El PSOE habla de corrupción como si no llevara en su ADN el saqueo institucional desde hace décadas. El PP le responde con el dedo acusador, mientras esconde bajo la alfombra cientos de causas abiertas, piezas separadas, sobresueldos y cajas B. Y vuelta a empezar. “Tú más”. “Tú peor”. Esa es la miseria política en la que se ha instalado el bipartidismo español: una guerra de fango en la que ambos bandos chapotean con comodidad. Porque el fango es su medio natural.
Ni el PSOE ni el PP tienen autoridad moral para erigirse en regeneradores. Ni la más mínima. Ambos han convertido sus estructuras en redes clientelares donde la corrupción no es una anomalía, sino el funcionamiento ordinario del sistema. No hablamos de manzanas podridas. Hablamos de cestas completas. De partidos que operan como mafias políticas donde el mérito no se premia, se persigue, y donde la lealtad al jefe vale más que el cumplimiento de la ley.
El PSOE carga con una herencia criminal que no empieza en los ERE, ni en Filesa, ni en el GAL. Su historia de violencia, golpismo y sectarismo se remonta a los años 30, cuando ya practicaban el asesinato político, el pucherazo electoral y el terror en las calles mucho antes del estallido de la Guerra Civil. Un partido que aplaudía quemas de iglesias y secesiones de Estado no puede darnos hoy lecciones de convivencia ni de democracia. Porque nunca creyeron en ellas.
El PP, por su parte, se ha especializado en la gestión tecnocrática del saqueo. No levantan el puño, pero reparten contratos amañados con la misma eficiencia que una empresa privada reparte dividendos. La trama Gürtel no fue un caso, fue una estructura. Púnica, Lezo, Bárcenas… La lista es inacabable. Decenas de causas, cientos de millones malversados, y el mismo modus operandi: amigos, comisiones, fundaciones pantalla y silencio cómplice.
Ambos partidos han hecho del Parlamento un zoco de acusaciones cruzadas. Uno saca los papeles de los sobres, el otro los de los ERE. Uno habla de mordidas en la sede nacional, el otro de prostíbulos pagados con dinero público. Como si el robo ajeno limpiara el propio. Como si la inmundicia de enfrente redujera el hedor de la propia cloaca. Han convertido el debate político en un concurso de inmoralidad. Y mientras discuten quién ha robado más, El País sigue siendo saqueado.

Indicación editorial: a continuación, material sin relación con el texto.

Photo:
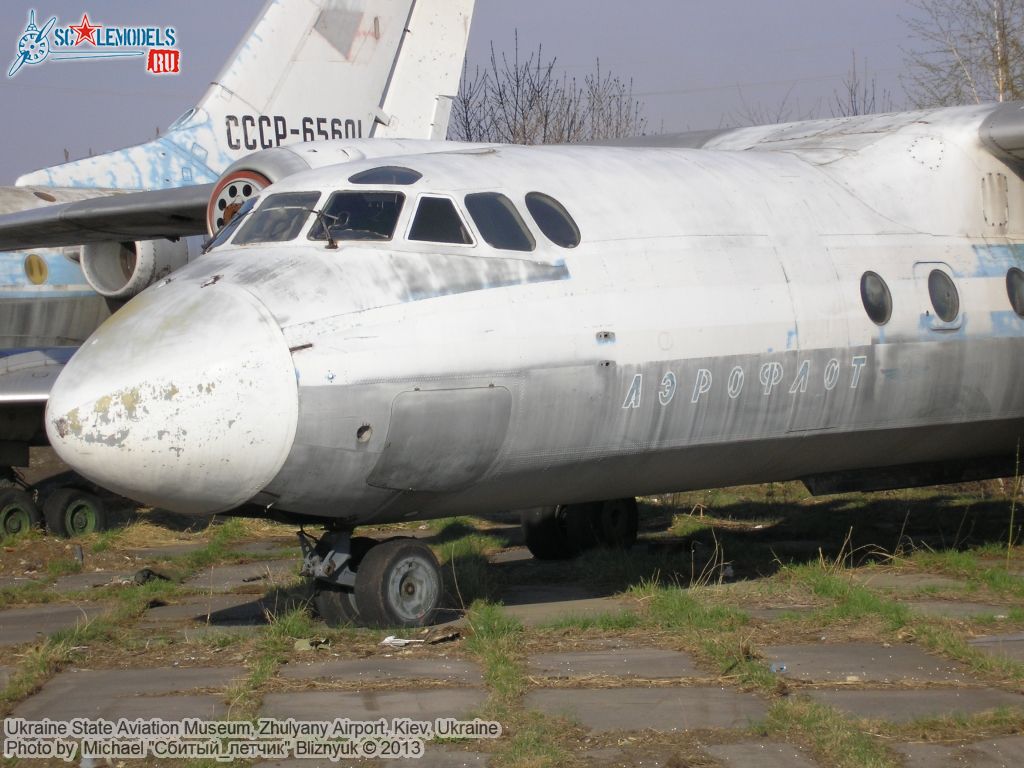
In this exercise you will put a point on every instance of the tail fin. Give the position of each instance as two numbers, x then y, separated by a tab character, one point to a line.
306	70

La corrupción en España no es un accidente, es una cultura política. Y los principales partidos del sistema no solo no han combatido esa cultura: la han perfeccionado. La han institucionalizado. La han convertido en método. Han colonizado empresas públicas, han infiltrado asociaciones, han comprado voluntades, han manipulado medios y han pervertido las instituciones.
Y lo más grave: han hecho que nos acostumbremos a ello. Que dejemos de exigir. Que aceptemos el robo mientras sea "el nuestro". Que celebremos la caída del contrario mientras justificamos al propio. Que relativicemos la mentira, la malversación y el abuso como si fueran simples diferencias de estilo.
Ni el PSOE ni el PP representan hoy una alternativa a nada. Son el pasado, el síntoma y la enfermedad. Hablan de corrupción como quien acusa de insomnio mientras no deja dormir. Han perdido toda legitimidad, no por sus errores, sino por su persistencia en el crimen. Porque no se han equivocado: han elegido.
¿Puede quedar espacio para la esperanza? ¿Podría surgir en alguno de estos partidos un liderazgo real, honesto, regenerador, que sacuda las estructuras desde dentro y acabe con esta podredumbre institucionalizada? Puede que sí. Pero a día de hoy, eso parece tan probable como encontrar vida inteligente en Marte. Porque lo que rodea y sostiene a esos partidos es exactamente lo contrario: una red perfectamente engrasada para impedir cualquier cambio que cuestione los privilegios adquiridos.
Y no, no caigo en el cinismo absoluto. Sé que hay políticos honestos en el PSOE y en el PP. Personas limpias, preparadas, con vocación de servicio, que quieren hacer las cosas bien. Pero la gran pregunta no es si existen. Es si pueden. ¿Se puede ser limpio dentro de un sistema diseñado para ensuciarte? ¿Se puede cambiar algo sin ser expulsado o silenciado por tocar los intereses del aparato? Esa es la duda que debería atormentar a los votantes de ambos partidos.
No es ya una cuestión ideológica. Ni siquiera una cuestión judicial. Es una cuestión moral. Y lo que está en juego no es quién gobierna, sino si estamos dispuestos a seguir siendo gobernados por esta mafia de siglas que confunde el poder con el derecho a saquear.
El bipartidismo no está en crisis. El bipartidismo es la crisis. Y hasta que no entendamos eso, seguirán robando. Y nosotros, aplaudiendo.